O deputado salienta que, em 2017, essa portaria autorizativa foi publicada em fevereiro, mas neste ano ainda não houve a publicação, prejudicando, assim, centenas de pacientes de Bauru e região. "Enquanto a nova portaria não for publicada, centenas de pacientes atendidos pelas tradicionais entidades bauruenses Apae e Sorri, que são referências da nossa região e prestadoras dos serviços, estão sendo prejudicados por não conseguirem órteses, próteses e demais materiais especiais do SUS", alerta Tobias no documento enviado ao ministro da Saúde.
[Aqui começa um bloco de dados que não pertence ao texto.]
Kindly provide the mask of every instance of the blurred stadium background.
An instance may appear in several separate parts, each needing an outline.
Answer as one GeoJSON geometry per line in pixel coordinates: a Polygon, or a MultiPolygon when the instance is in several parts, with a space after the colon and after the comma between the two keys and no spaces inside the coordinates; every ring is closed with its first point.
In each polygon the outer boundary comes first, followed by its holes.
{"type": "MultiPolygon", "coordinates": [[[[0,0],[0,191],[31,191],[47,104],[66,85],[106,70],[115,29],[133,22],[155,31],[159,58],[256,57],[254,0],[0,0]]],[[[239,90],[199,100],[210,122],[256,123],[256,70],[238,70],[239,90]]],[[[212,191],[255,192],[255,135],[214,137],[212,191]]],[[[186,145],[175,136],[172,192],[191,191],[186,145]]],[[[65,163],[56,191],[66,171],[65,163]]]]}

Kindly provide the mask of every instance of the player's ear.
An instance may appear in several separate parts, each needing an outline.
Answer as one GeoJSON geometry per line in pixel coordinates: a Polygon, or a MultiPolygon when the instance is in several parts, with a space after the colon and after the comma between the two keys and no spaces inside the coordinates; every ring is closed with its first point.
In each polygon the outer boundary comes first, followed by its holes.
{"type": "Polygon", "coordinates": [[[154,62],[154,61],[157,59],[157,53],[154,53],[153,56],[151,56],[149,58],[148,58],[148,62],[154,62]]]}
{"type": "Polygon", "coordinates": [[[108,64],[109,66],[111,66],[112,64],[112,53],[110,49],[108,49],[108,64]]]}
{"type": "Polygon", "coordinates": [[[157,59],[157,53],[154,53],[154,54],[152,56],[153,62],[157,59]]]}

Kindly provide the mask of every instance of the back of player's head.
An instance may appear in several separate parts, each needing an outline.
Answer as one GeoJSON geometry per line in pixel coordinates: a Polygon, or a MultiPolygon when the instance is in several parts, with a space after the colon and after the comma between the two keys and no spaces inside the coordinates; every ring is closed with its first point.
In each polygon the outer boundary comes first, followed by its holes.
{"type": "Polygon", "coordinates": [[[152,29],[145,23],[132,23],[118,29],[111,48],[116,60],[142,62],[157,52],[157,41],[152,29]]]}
Em nota, a Coordenação Geral de Saúde da Pessoa com Deficiência (CGCSS), órgão ligado ao Ministério da Saúde, afirma que a portaria GM/MS nº°1.272, de 25 de junho de 2013, encerrou sua validade no dia 25 de dezembro de 2017, conforme previsto em outra portaria. "A portaria de 2013, que incluía procedimentos de cadeiras de rodas e adaptação postural em cadeira de rodas na Tabela de Procedimentos, Medicamentos, Órteses, Próteses e Materiais Especiais (OPM) do SUS, o prazo de permanência no Faec dos recursos para financiamento dos procedimentos nesta portaria encerrou em dezembro de 2017, conforme previa a portaria GM/MS n° 523, de 15 de dezembro de 2017", informa o coordenador Josafá Santos.

Ele orienta ainda, por meio da nota, que os estabelecimentos de saúde prestadores de serviços e as prefeituras gestoras conveniadas com o Ministério da Saúde permaneçam fazendo a concessão de órteses, próteses e demais materiais, assim como registrando essa produção no SAI/SUS, uma vez que esses procedimentos comprovados serão incorporados ao Teto Mac dos municípios. "Até que os recursos passem efetivamente para o Teto MAC, os procedimentos continuarão sendo financiados pelo componente Faec e, deste modo, não haverá interrupção da transferência dos recursos", garante Josafá Santos.

Além de Tobias, o deputado federal Carlos Sampaio também já questionou o Ministério da Saúde para uma solução rápida para o assunto.